Эрнандес придвигается. Проходит семья. (Гляди-ка, и верно, на свете есть семьи.) Маленький мальчик смотрит на них. «Какие старые!» — говорит он.
«Он преувеличивает, — думает Эрнандес. — Откуда у меня эта ирония, от близости смерти?» Проезжает на осле женщина в черном. Лучше бы не глядела на них таким взглядом, если не хочет показывать, что она на их стороне. Всем своим длинным телом Эрнандес ощущает лишь одно — как врезается в запястье веревка. Бритва скребет волокно.
— Готово…
Эрнандес легонько дергает. Все верно. Он смотрит на напарника: у того маленькая бородка, очень жесткая.
— Наши за холмами, — говорит напарник. — На первом же перекрестке.
Мост позади. У первой же насыпи бородатый прыгает вниз.
Эрнандес не прыгает.
У него нет больше сил ни на что, даже на то, чтобы жить. Снова бежать, снова… Что за насыпью, кустарник? Не видно. Ему вспоминаются письма Москардо.
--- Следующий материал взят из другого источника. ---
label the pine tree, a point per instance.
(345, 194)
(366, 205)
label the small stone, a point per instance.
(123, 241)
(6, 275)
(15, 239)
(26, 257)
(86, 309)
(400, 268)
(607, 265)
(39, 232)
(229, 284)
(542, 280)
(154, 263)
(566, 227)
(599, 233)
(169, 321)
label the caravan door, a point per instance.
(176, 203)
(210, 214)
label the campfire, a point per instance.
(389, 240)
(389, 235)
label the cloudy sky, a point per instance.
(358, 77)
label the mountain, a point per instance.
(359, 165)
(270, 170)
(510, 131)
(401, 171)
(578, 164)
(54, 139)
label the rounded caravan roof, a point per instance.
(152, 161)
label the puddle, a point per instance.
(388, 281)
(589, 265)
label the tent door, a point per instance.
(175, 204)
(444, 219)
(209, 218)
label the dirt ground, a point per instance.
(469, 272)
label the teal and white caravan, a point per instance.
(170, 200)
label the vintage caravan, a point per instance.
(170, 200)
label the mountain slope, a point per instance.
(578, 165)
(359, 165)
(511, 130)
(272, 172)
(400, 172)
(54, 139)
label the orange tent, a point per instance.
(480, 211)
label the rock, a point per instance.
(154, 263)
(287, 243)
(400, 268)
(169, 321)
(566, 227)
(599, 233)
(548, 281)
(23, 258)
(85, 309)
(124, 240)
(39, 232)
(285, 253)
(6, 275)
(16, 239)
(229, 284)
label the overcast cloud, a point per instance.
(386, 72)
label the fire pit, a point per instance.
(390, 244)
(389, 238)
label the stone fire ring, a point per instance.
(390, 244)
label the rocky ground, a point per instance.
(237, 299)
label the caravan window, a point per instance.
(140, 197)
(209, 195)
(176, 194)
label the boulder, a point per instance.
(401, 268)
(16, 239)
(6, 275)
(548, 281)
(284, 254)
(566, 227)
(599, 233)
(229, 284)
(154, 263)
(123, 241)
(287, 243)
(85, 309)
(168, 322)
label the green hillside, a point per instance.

Марокканцы также прыгают вниз, стреляют. Но они слишком малочисленны, им нельзя отойти далеко от колонны. Эрнандес так никогда и не узнает, удалось ли бежать напарнику. Может, остался в живых; мавры вернулись хмурые.
Стадо идет дальше.
Теперь дорога некруто поднимается в гору, перед длинным рвом, дна которого Эрнандес не видит, десять фалангистов — винтовки к ноге — и один офицер. Справа смертники; с вновь прибывшими их человек пятьдесят. Гражданские костюмы — единственное темное пятно в сиянии утра, а хаки мундиров сливается с колоритом Толедо.
Вот оно, мгновение, мысль о котором так навязчиво его преследовала: мгновение, когда человек знает, что сейчас умрет и защиты нет.